Family Law Case Review 2/15/17

Case: Jerry Ehman v. Mary Ehman

Case Summary by Mike Kohlhaas, Bingham McHale LLP

HELD: Where a Decree awards a party a sum certain from the other party’s 401(k) account, the alternate payee bears the risk of loss that market decline during her delay in implementing the retirement division could leave the retirement account with less than the sum certain awarded in the Decree. If that occurs, then the alternate payee is entitled to a pro rata share of the reduced retirement account value.

FACTS AND PROCEDURAL HISTORY: Husband and Wife were married for 20 years, and then divorced in 2007. At the divorce, Husband had a General Motors 401(k) plan with a balance of $34,292. The parties’ Decree provided that Wife “shall receive a QDRO for thirty one thousand three hundred and twenty two dollars” from Husband’s 401(k), with Husband retaining the balance. The decree had no provision for who would prepare the QDRO.

Following the Decree, the value of Husband’s 401(k) dropped substantially due to a decline in GM stock value. Five months after the Decree was issued, Wife submitted, and the trial court approved, a QDRO that tracked the Decree. However, upon submission to Husband’s employer, Wife was advised that insufficient funds existed in the 401(k) to implement its articulated allocation.

In response, Wife filed a motion in the trial court, essentially seeking to enforce the Decree. Wife’s best information was that Husband’s 401(k) had a value of only $20,432. Following a hearing, the trial court entered a judgment in favor of Wife, and against Husband, in the amount of $31,322 — the same amount originally intended to be transferred by QDRO from Husband’s 401(k). Husband appealed.

On appeal, Husband argued that the trial court should have treated its retirement award essentially as a pro rata percentage, rather than a sum certain; this way, Husband and Wife were sharing the risk of any market losses between the Decree and the QDRO’s implementation.

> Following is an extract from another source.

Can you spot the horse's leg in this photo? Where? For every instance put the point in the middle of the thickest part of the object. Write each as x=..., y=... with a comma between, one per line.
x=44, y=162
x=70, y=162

The Court of Appeals concluded that “[w]hen a divorce decree does not specify which party must prepare a QDRO, the risk of loss caused by delay in the issuance of the QDRO should be borne by the party best situated to avoid the risk. . . . In this case, [Wife] was best situated to avoid the risk of loss…”  As a result, the trial court erred by awarding Wife a judgment for the full, originally-intended retirement transfer. The Court of Appeals further ordered that, on remand, the trial court should divide what was left of the 401(k) pro rata (that is, 31/34 to Wife).

Reversed and remanded.

[Editor’s note — One question that this case does not answer is: what should be the outcome if the 401(k) balance declines dramatically between decree and QDRO implementation, but even after the decline, there is still an adequate balance to transfer the sum certain set forth in the Decree? For example, if the Decree awarded Wife the sum certain of $30k, but between Decree and QDRO, Husband’s 401(k) decreased in value from $50k to $35k. Does Husband have an argument that the Wife should receive only a pro rata share of the decreased account balance, rather than the full $30k? Also, this case may prompt reconsideration of the wisdom of sometimes using a sum certain retirement allocation in a decree (as opposed to a percentage of the account subject to account gains/losses). Under the reasoning of this case, alternate payees who are set to receive a sum certain seem at risk for having to share in account losses, but not share in account gains.]